Demirtaş’ın reddi hakim talebini reddetmeye karşı evraka bilgi ve doküman sunduğunu belirten Bozan, “Çolak duruşma salonunda bulunan bir avukat ya da müşteki değil. Az evvel aldığınız karar da Çolak’ı koruyan bir karardı” dedi.
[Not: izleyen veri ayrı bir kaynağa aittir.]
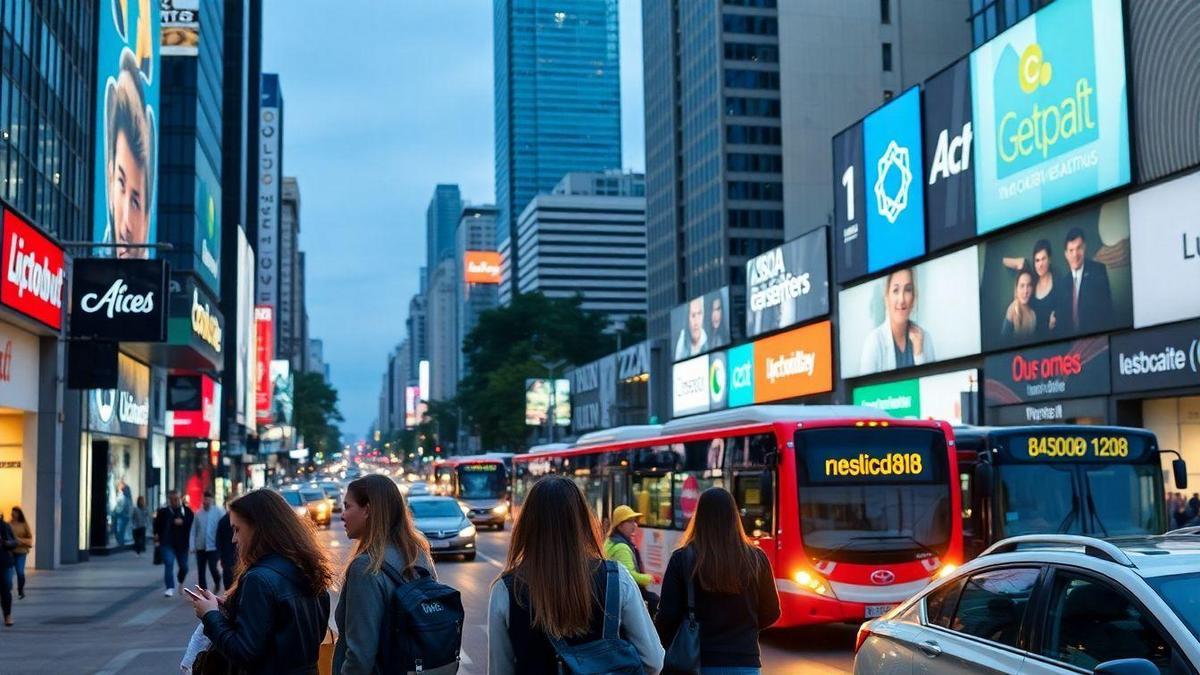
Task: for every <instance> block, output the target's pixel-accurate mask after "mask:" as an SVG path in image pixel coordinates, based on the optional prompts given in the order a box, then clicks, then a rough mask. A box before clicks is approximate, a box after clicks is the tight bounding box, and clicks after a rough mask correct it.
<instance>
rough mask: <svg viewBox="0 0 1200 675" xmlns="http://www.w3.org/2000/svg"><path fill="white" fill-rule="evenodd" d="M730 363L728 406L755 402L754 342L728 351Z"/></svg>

Duruşmanın devam ettirilmemesi gerektiğini söyleyen Avukat Mehmet Emin Aktar ise Bahtiyar Çolak hakkında 2020 yılında bir soruşturma açıldığını belirterek, “Bahtiyar Çolak bu mahkemede müvekkillerimiz hakkındaki iddianameyi kabul etti ve tekraren haklarında tutuklama devam kararı verdi. Sizinle istişare etti, sizi etkiledi” dedi. Aktar, “Ret talebimizin reddine ait Ankara 23. Ağır Ceza Mahkemesi karar verene kadar mahkemeniz bir süreç yapamayacaktır” dedi.
Orta kararını açıklayan mahkeme lideri, duruşmaya bugün şahit beyanlarıyla devam etmeye karar verdi.